A landmark change in Japanese stock market rules has presented Bain Capital with the opportunity to revive the initial public offering of Kioxia, the former memory chipmaking unit of Toshiba after a listing was shelved amid US-China trade tensions.
The Tokyo Stock Exchange rule change would allow the private equity firm to sell a 10 per cent slice of the chipmaker to investors before the current window closes in February, said people familiar with Kioxia’s listing plans.
Bain is considering ways to take advantage of the new rule, say people familiar with its thinking. The more limited scale of the listing would raise substantially less than originally intended but bankers say it should enable a more rapid bookbuilding process.
If the February deadline is missed, the IPO that was originally planned to raise about $3.6bn and would have been Japan’s largest of 2020 could be delayed until late 2021 while Kioxia resubmits its listing application using new figures from the financial year that ends in March.
Kioxia was carved out of Toshiba in 2018 after the Japanese technology conglomerate was pushed to the brink of bankruptcy by the collapse of its US nuclear business. The eventual $18bn sale of the chip unit to a consortium led by Bain left Toshiba with a 40 per cent stake in what was once its crown jewel.
The new rule states that for larger public offerings, only 10 per cent of the company’s total stock must be tradable on the listing date. The previous minimum, in force when the Kioxia IPO was postponed three months ago, was 35 per cent.
The new provision affects companies planning to list on the prestigious first section of the TSE, and requires them to commit to raising the tradable share ratio to 35 per cent within five years.
Kioxia declined to comment on its IPO plans.
The listing was abruptly pulled in late September on the day it was due to price, as rising uncertainty caused by the US-China trade dispute sent shockwaves through the tech sector and fuelled concerns Bain would not be able to secure the valuation it was seeking.

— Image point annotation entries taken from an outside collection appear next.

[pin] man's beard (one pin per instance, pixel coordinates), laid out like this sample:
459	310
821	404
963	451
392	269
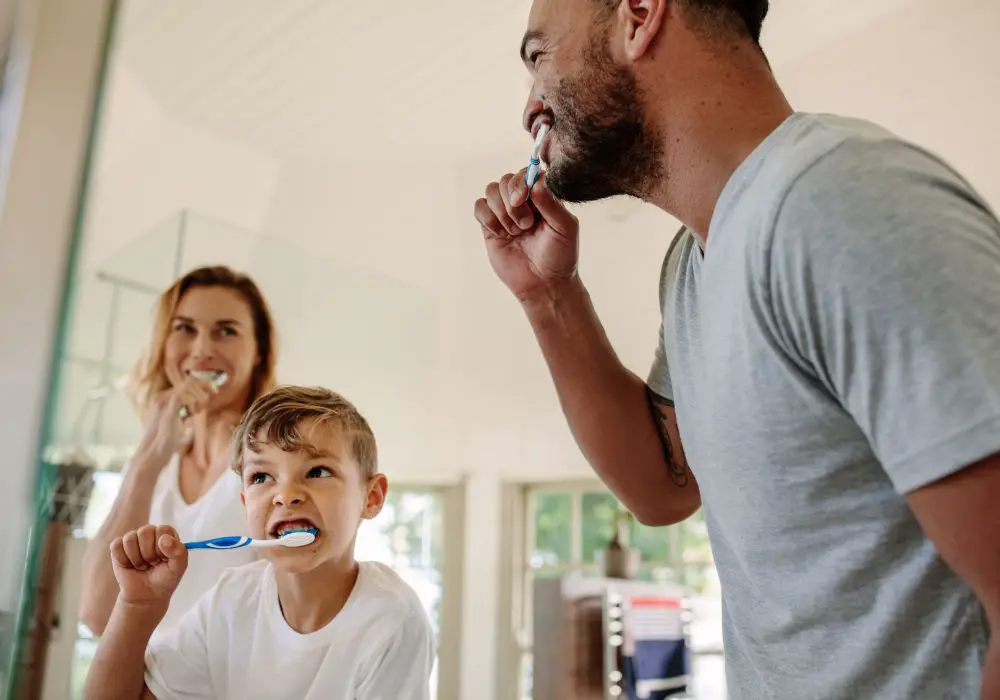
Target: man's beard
608	148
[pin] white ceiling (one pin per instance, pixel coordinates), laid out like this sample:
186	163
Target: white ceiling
246	112
329	79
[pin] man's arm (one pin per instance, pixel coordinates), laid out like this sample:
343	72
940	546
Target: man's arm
627	433
959	514
884	275
118	669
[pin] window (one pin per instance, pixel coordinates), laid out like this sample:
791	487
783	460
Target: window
566	524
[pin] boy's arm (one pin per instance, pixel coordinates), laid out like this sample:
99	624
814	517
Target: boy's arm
403	672
118	669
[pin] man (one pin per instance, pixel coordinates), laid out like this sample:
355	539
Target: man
827	385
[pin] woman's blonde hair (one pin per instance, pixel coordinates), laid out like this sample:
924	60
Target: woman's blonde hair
148	377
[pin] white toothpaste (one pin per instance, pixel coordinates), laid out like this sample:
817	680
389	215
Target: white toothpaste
216	379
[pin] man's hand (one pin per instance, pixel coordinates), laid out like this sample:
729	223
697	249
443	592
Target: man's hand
148	564
532	243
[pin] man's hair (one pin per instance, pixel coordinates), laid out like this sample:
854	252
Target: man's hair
276	418
745	17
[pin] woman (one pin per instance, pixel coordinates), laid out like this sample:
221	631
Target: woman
212	324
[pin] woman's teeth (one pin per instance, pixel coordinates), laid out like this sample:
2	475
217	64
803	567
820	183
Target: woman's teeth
216	378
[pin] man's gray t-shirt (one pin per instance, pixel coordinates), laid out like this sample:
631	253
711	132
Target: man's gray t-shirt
836	347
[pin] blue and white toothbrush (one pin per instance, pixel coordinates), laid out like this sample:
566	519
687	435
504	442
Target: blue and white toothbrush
296	538
535	163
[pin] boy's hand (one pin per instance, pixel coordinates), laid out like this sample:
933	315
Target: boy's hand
149	563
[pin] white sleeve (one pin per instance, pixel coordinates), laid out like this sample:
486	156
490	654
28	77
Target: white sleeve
403	670
177	663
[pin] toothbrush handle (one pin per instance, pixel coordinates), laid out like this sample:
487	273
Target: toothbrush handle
234	542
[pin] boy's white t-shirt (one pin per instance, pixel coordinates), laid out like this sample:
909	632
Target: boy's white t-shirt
218	513
235	644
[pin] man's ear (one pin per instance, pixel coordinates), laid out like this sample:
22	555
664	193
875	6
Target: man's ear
643	20
378	487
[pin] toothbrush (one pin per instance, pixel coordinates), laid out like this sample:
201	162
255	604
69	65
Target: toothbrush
296	538
216	379
535	164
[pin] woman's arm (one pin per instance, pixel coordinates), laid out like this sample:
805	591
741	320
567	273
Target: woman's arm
131	508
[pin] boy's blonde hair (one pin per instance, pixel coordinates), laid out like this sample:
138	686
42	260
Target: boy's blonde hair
276	416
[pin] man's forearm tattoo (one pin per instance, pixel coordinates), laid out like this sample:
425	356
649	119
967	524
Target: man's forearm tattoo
676	470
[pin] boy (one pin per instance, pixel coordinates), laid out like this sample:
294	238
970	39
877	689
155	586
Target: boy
305	623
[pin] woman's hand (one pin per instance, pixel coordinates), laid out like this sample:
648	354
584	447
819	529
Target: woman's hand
166	417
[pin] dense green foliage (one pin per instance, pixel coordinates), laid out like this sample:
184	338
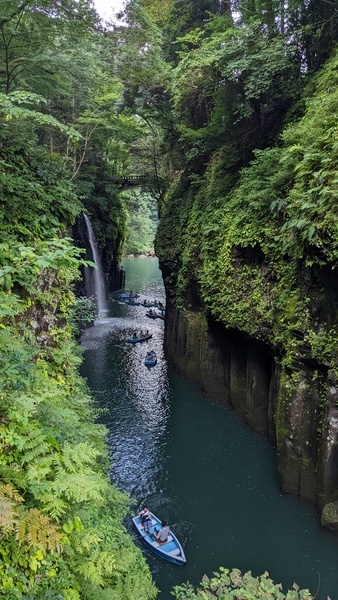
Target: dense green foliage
218	104
232	584
141	223
61	522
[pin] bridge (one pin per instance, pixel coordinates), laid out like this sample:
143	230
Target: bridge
129	180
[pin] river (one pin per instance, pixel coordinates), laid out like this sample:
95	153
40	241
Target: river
195	463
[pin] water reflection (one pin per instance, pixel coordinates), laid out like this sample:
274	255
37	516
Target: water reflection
195	462
137	398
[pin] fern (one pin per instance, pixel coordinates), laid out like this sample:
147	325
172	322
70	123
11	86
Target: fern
37	530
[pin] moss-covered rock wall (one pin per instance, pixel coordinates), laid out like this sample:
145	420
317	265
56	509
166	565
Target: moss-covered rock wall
251	277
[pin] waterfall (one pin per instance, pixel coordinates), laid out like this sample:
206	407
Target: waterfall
94	278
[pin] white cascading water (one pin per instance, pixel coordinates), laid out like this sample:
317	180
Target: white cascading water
96	276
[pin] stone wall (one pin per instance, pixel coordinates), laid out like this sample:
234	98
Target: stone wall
297	408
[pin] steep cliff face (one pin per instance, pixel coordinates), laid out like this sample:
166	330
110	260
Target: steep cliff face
296	407
252	292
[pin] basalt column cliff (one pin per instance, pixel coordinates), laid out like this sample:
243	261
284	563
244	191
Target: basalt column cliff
251	277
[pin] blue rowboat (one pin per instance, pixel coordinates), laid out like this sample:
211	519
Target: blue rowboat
128	296
152	314
140	339
151	359
170	550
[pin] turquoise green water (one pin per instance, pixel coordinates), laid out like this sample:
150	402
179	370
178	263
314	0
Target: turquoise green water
195	463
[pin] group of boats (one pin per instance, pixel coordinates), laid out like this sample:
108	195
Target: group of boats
170	550
131	299
156	308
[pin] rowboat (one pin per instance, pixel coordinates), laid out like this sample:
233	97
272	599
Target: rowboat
151	359
129	296
140	339
170	550
152	314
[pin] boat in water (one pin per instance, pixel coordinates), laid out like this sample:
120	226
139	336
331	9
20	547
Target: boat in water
150	359
142	338
171	550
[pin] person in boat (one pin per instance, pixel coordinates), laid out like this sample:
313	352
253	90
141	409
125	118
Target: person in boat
162	535
147	523
144	514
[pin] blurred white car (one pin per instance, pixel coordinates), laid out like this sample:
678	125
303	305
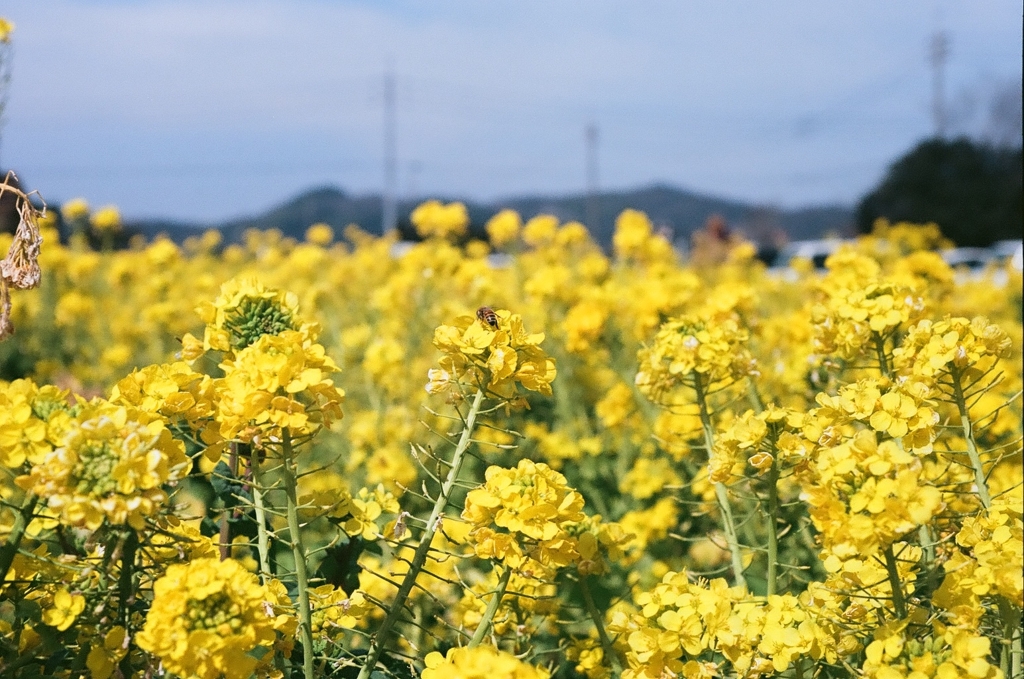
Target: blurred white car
816	251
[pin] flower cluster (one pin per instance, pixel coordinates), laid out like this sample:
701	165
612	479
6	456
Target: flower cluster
208	617
681	626
758	439
436	219
864	495
111	466
692	350
495	357
532	508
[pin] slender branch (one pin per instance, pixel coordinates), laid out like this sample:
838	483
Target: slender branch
595	614
721	493
898	601
420	557
225	525
126	590
288	468
7	551
488	613
773	521
262	538
972	446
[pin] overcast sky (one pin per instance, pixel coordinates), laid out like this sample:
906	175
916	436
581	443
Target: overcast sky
212	109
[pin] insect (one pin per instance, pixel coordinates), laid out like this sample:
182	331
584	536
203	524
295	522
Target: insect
487	315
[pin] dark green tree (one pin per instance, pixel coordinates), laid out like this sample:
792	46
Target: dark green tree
972	191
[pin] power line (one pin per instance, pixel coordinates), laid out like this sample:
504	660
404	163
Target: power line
593	197
937	54
390	208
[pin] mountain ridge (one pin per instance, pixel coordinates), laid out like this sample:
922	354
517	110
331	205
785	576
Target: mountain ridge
676	210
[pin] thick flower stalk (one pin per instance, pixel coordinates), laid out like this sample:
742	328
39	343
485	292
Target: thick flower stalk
766	443
491	354
955	355
689	357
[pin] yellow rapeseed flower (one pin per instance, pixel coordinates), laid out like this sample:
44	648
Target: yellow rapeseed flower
207	617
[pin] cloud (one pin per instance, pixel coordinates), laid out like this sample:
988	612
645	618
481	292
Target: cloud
236	104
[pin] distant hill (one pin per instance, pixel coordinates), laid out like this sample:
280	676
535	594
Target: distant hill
678	211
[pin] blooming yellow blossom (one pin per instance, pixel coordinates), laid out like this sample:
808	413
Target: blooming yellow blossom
504	227
479	663
493	358
435	219
110	467
206	618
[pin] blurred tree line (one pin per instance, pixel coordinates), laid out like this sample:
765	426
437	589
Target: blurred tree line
971	188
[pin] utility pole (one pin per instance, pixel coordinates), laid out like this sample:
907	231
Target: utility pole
389	211
939	50
593	199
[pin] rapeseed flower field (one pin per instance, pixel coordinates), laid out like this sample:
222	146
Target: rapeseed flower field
332	458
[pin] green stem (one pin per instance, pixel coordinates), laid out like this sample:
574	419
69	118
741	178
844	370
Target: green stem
1016	653
595	614
898	601
1010	658
126	591
225	516
754	395
288	472
420	557
9	548
972	447
721	493
488	613
773	522
262	537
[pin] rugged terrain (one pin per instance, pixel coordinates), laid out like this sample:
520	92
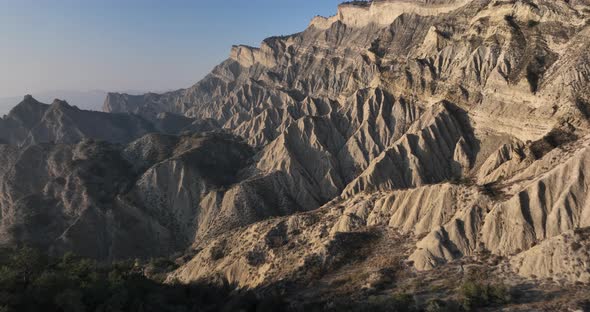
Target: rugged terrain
414	136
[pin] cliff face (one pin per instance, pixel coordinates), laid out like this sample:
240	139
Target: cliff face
397	96
459	128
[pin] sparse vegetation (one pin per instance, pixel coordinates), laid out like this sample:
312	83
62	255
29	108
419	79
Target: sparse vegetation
475	294
31	281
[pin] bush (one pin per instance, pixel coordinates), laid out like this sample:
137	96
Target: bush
30	281
476	295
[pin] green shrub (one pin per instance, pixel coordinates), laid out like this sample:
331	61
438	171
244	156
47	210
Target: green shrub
475	295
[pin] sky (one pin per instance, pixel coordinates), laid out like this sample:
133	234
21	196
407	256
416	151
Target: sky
145	45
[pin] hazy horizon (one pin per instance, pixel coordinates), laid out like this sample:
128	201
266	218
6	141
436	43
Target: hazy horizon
74	46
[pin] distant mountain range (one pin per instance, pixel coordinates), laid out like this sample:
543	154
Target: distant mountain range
400	150
86	100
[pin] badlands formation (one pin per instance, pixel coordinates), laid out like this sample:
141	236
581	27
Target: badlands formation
431	134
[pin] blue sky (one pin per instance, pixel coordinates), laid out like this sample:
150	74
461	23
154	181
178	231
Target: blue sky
133	44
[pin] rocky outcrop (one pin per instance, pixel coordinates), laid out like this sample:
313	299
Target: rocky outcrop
563	258
31	122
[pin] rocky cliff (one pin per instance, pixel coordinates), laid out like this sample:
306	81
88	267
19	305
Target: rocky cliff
455	129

Kioxia, the world’s second-largest producer of NAND flash memory chips, in August had hoped to price the offering at ¥3,960 ($38) a share but later lowered the range to ¥2,800-¥3,500.
The decision to postpone the IPO came shortly after the US government implemented sanctions against Semiconductor Manufacturing International Corporation, China’s biggest chipmaker, after cutting telecoms group Huawei off from American chip suppliers.
The renewed push for an IPO coincides with a brighter outlook on the US-China front after Washington granted Kioxia special permission to export some chips to Huawei, according to people close to the company. Kioxia generates less than 10 per cent of its annual revenue from Huawei.
Nevertheless the geopolitical concerns remain significant, said people familiar with Kioxia’s listing plans, as do uncertainties over whether the administration of US president-elect Joe Biden will seek to defuse tensions with Beijing.